Self-contained system for mitigation of contaminated aerosol sources of SARS-CoV-2

Abstract

Contaminated aerosols and micro droplets are easily generated by infected hosts through sneezing, coughing, speaking and breathing^1-3 and harm humans' health and the global economy. While most of the efforts are usually targeted towards protecting individuals from getting infected,⁴ eliminating transmissions from infection sources is also important to prevent disease transmission. Supportive therapies for Severe Acute Respiratory Syndrome Coronavirus 2 (SARS CoV-2) pneumonia such as oxygen supplementation, nebulizers and non-invasive mechanical ventilation all carry an increased risk for viral transmission via aerosol to healthcare workers.^5-9 In this work, we study the efficacy of five methods for self-containing aerosols emitted from infected subjects undergoing nebulization therapies with a diverse spectrum on oxygen delivery therapies. The work includes five study cases: Case I: Use of a Full-Face Mask with biofilter in bilevel positive airway pressure device (BPAP) therapy, Case II: Use of surgical mask in High Flow Nasal Cannula (HFNC) therapy, Case III: Use of a modified silicone disposable mask in a HFNC therapy, Case IV: Use of a modified silicone disposable mask with a regular nebulizer and normal breathing, Case V: Use of a mitigation box with biofilter in a Non-Invasive Positive Pressure Ventilator (NIPPV). We demonstrate that while cases I, III and IV showed efficacies of 98-100%; cases II and V, which are the most commonly used, resulted with significantly lower efficacies of 10-24% to mitigate the dispersion of nebulization aerosols. Therefore, implementing cases I, III and IV in health care facilities may help battle the contaminations and infections via aerosol transmission during a pandemic.

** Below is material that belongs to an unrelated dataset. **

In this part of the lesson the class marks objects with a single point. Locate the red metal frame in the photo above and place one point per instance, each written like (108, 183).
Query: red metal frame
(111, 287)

Figure 1.. Nebulization Aerosol Dispersion.

a) Particle count concentration during HFNC treatment with 21% of Oxygen, 30 L/min of air flow rate and nebulization with 3 ml of medicine in saline physiological solution to a COVID-19 patient, respiratory exercise therapy and toilet flushing activity. The aerosol particle count profiles are simultaneously taken at 3 different positions of: 3 feet (----), 6 feet (–––) and 9 feet (····) from the subject by an aerosol particle counter system (DL). The subject has no mitigation mask. b) Experimental design for testing the nebulization’s aerosol dispersion in the patient’s room (air exchange rate = 20 h⁻¹).

Figure 2.. Efficacy of aerosol mitigation systems applied in this work during nebulization.

Total volume of nebulization solution: 3 mL. The is efficacy for different study cases is assessed from particle count concentration vs. time profiles obtained during simulated nebulization therapies and includes a) peak analysis with (Eq. 1), b) area under the curve with (Eq. 2). Study cases correspond to (I): biofilter with fully sealed Full-Face Mask in BPAP oxygen therapy with filter, (II) surgical mask in HFNC, (III) modified silicone mask with biofilter and fan in HFNC, (IV) modified silicone mask with biofilter and fan in normal breathing, and (V) FFM with box mitigation. A piezoelectric nebulizer is used Cases I-III and V, and mechanical pump nebulizer is used in Case IV. c) Example of particle count concentration vs. time profiles assessed at distance of 3 feet from the subject during the simulated nebulization therapy for Case IV. Rectangular area at the bottom shows the room’s particle baseline levels. Aerosol level obtained in absence (----) and presence (----) of the mitigation system: modified silicone mask with biofilter and fan.

Figure 3.. Different cases of combination of oxygen therapy and mitigation systems for nebulization.

a) See text for description of Cases I-V. b) Silicone Mask* built for nebulization aerosol mitigation (see text for more details).